The number of times I have travelled this road, and completely missed this little beauty, though in fairness it is a road well used by the NWP, and their speed camera van as a cash cow, and as I tend to drive at my own pace so my eyes are firmly looking for the hidden van.
I mean what is it with these fuckers? The area is not near a school, no antecedent history of crashes, let alone fatalities.
So here it is hidden from view from the main road, it’s sitting on a side road that used to lead to a long demolished cottage hospital, where now sits non-affordable homes for non-local people.
This had to be the easiest little mooch in ages, parking up and walking back from the main road, not even a fence to negotiate.
Miles from the sea and any other water course, one wonders why? Careful where I was treading I could hear the neighbours the other side of the fence, complete with fucking yapping handbag dog:
I wasn’t in the mood for climbing through windows.
As I searched for an open door, ever closer to the open windows the sweet smell of decay wafting out was starting to give me a stiffy; the undergrowth becoming more dense and hence noisy:
fuck it: through the window I go.
Not one, but two pianos, that’s just overwhelming in such a small cottage,
No MP3 player for this chappy.
I suppose this crappie was one music aficionado,
I hunted high: I hunted low
Random clothing hung from picture rails along with the remnants of old, very old, Xmas paper decorations.
How do I know? well the measurements for a start are in proper money, and I remember my old dad climbing into the attic every December to retrieve a box of similar garlands.
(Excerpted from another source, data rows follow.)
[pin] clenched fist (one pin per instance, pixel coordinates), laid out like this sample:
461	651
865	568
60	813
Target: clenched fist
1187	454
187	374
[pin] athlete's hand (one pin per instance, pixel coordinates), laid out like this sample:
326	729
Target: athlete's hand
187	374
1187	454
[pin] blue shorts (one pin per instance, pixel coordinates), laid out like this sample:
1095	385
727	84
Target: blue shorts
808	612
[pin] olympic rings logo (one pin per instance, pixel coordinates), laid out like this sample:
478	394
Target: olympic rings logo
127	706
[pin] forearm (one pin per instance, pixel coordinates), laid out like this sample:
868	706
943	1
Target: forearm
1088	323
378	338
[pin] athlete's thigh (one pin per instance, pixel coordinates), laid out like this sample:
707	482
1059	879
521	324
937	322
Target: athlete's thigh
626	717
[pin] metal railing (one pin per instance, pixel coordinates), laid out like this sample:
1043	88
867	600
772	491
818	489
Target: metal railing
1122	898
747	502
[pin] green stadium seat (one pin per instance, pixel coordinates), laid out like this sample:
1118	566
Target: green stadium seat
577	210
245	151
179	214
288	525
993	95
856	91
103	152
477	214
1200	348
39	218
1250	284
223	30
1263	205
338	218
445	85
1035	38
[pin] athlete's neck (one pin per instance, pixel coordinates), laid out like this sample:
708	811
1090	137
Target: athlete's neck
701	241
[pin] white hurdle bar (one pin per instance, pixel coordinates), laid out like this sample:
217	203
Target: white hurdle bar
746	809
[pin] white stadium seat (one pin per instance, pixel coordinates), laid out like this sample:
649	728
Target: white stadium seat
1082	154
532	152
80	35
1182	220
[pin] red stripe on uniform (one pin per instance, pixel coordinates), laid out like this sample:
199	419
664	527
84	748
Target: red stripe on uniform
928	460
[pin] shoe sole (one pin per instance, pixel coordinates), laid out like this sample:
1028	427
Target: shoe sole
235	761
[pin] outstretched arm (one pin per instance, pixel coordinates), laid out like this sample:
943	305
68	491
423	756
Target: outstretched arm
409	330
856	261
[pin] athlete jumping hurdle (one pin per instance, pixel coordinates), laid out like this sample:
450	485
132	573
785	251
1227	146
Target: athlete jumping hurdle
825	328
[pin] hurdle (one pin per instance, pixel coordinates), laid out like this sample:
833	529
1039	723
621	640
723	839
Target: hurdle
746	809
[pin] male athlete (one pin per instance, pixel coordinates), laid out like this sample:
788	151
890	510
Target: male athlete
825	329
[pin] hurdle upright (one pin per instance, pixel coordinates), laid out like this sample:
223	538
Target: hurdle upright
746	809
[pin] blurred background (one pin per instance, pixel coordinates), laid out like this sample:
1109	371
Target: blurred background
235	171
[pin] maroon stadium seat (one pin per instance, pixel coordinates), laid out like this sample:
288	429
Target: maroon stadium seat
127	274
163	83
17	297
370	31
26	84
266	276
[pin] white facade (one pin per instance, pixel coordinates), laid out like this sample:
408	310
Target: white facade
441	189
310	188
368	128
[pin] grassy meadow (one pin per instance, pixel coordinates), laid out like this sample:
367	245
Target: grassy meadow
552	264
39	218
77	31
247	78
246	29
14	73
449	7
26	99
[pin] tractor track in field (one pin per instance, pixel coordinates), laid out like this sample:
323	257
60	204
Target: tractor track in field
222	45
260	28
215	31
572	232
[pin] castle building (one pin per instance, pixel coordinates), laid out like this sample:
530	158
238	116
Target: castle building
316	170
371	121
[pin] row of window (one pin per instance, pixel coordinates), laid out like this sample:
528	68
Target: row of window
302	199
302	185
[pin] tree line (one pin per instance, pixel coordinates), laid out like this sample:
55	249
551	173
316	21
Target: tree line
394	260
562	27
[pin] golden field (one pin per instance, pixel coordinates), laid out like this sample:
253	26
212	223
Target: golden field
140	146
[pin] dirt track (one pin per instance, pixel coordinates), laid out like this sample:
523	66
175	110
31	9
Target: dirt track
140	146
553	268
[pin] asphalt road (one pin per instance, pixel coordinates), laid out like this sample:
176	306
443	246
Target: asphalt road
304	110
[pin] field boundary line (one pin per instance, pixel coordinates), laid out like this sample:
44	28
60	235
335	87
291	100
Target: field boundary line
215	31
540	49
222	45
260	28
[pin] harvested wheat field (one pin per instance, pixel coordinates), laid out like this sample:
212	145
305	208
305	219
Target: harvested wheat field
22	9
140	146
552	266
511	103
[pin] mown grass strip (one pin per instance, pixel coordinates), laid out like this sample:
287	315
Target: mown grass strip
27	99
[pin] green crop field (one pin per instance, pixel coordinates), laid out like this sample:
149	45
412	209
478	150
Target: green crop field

I think I would rather wear my clothes with creases in.
Looks like Ernest was a cricket lover too
The book markers, with scribbled scoring annotations.
Counciltax documents from the 90’s,
And a selection of various publications from further back in time.
“Negroes picking peppers in Louisiana”, what quaint times we lived in
I’m sure the garden views from the kitchen were enjoyable once.
I’ve never seen a kitchen sink before with two sets of taps, thinking “slightly over-engineered”
Everything has its place, stored neatly on a hook or a nail.
No frills instant mashed potato, a staple, part of your 5 a day bollocks, or whatever diet the nanny state are trying to impose upon the weak minded sheeple.
A bathroom, a convenient place to hang your pants to dry when you are bereft of a tumble dryer.
And how quaint soft gentle bog roll accompanied by sheets of Izal, for those stubborn stains
Fluffy toys , well one flea bitten teddy bear and a head.
Well if this old boy got to 90 years of age eating no frills instant mashed potato, get me to fucking Waitrose ASAP.